Ab 20.13 Uhr durfte ich mich an einer Dreiviertelstunde Punkrock ergötzen. Aus Louisville, Kentucky, war das Powertrio COLISEUM angerückt. Dabei erinnerte ihr bärtiger Glatzkopf Ryan Patterson nicht nur optisch etwas an GG Allin. Nein, er hing auch sichtlich den Anfängen der Punk-Community nach, und gab sich als Kämpfer für das Gute und gegen den Hunger auf Erden. Für Frankfurts Wolkenkratzer hatte er hingegen nur Verachtung und verglich deren Lichter mit denen eines Bumslokals. Fortan hatten die Amis einen Narren an den Bankentürmen gefressen und machten „Fuck Disco!!!“ zu einer Art Running Gag. Musikalisch bewegten sie sich mit ihren simplen Liedern und dem robusten Gesang zwischen Antiseen und Motörhead. Nachdem Patterson die Meute gleich zu Beginn vor die Bühne zitierte, und den einen und anderen sogar am Arm nach vor zog, entschied man sich später selbst zum Rückzug ins Dunkel. Die letzten Teile wurden unter Blaulicht serviert. Und einmal rieb Patterson sogar seine Sechssaitige am Lautsprecher. Fuck Disco!!!

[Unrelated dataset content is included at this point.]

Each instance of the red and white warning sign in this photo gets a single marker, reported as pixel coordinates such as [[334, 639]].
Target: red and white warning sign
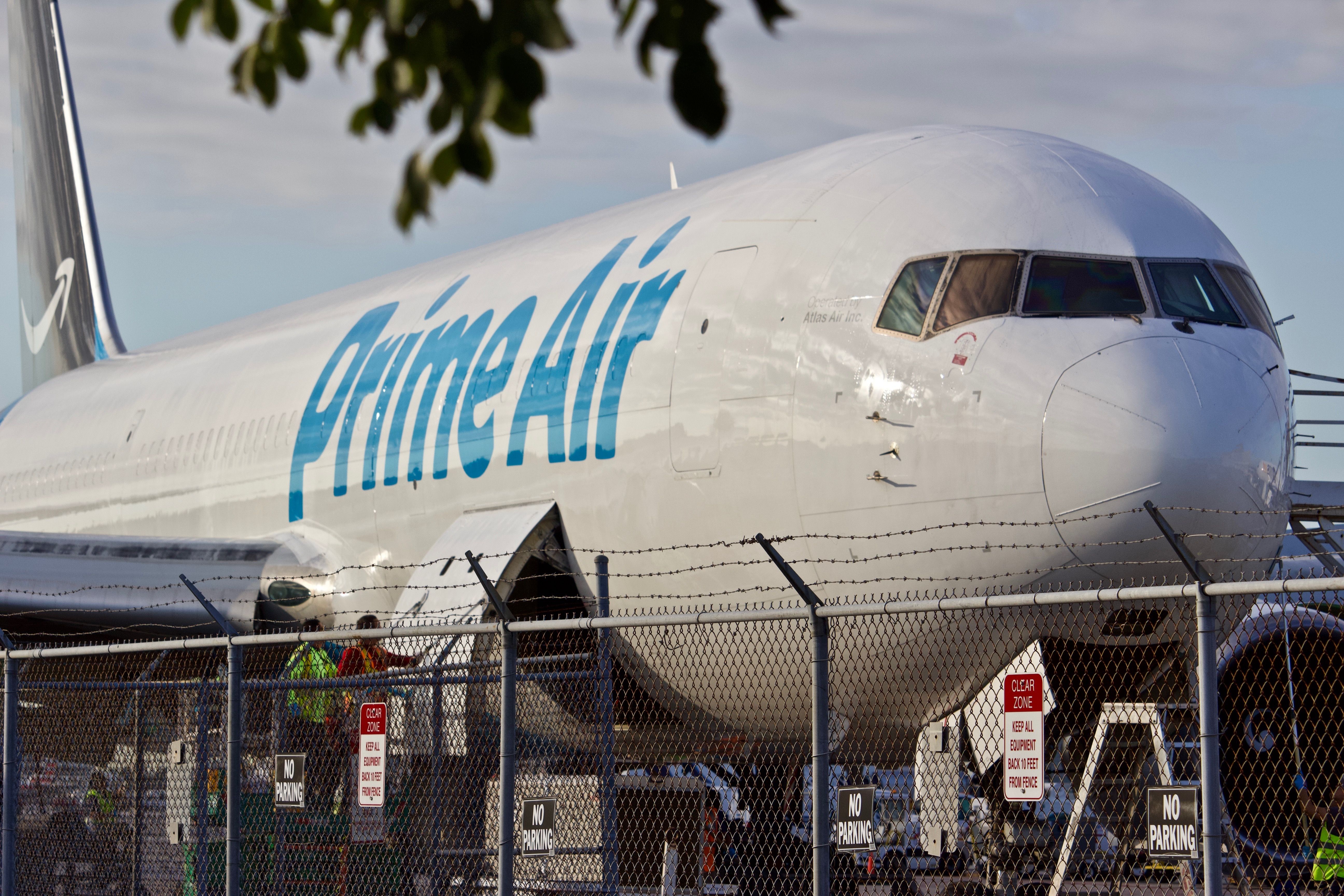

Nachdem sich der Vokalist und der Trommler die Spielstangen des Kickertischs symbolisch ins Geschlecht gestoßen hatten, und nachdem alle ihre Abspiellisten zusammengefaltet und sorgfältig versteckt hatten, stürmten die DOOMRIDERS aus Boston auf die Bretter. Nate Newton, Chris Pupecki, Jebb Riley, Q waren mit ihrem Neuwerk 'Grand Blood' aber leider nicht von Doom geritten, sondern lieferten mit ihrem herbspröde herausgschrienen Mix aus Post-Hardcore und Post-Metal den perfekten Stoff für die Fraktion „Zicke-Zacke-Hühnerkacke“. Dabei nahmen sie den Stab ihrer Landsmänner auf, und kommentierten und quittierten jede Nummer mit „Fuck Disco!!!“ (Vielleicht hab´ ich auch was verpaßt und eins der vielen Lieder trug diesen Namen.) Jemand mit Oktoberfesthut und Doomriders-Emblem an der Hutschnur stolperte ins Szenario, der Abend nahm seinen Lauf, und er ging unter der Losung „Aufhören weniger zu trinken“ in eine Abwärtsspirale. Nach knapp einer Stunde - kurz nach zehn - kam die Erlösung. Eine Version von Overkills resp. Dead Boys´ „Sonic Reducer“ konnte den Abend nicht mehr retten. Sah man von einigen entschleunigten Versatzstücken ihres etwas älteren Bassisten einmal ab, erwiesen sich die Doomriders als das, was immer im Elfer läuft: harter, neurotisch überschallender Postcore. Fuck Disco!!!
 
Auf der Suche nach der alten Zeit begleitete mich Peanut ein paar Holpergassen weiter... in die geheime Flüsterkneipe „Speak Easy“. Nicht nur die Onkelz, Motörhead, Tankard oder Crowbar waren schon oft zu Gast in der Großen Rittergasse 42. Mit seiner Eröffnung 1987 war das „Easy“so was wie meine Einstiegsdroge in den Speed und Thrash Metal... und ist auch dreißig Jahre später Frankfurts unangefochtener Hard´n´Heavy-Place Nummer eins. Im „Easy“ war heute fast alles wie damals, als man von der Wirklichkeit entfernt nur Langhaarige, Alkohol und Metal hatte!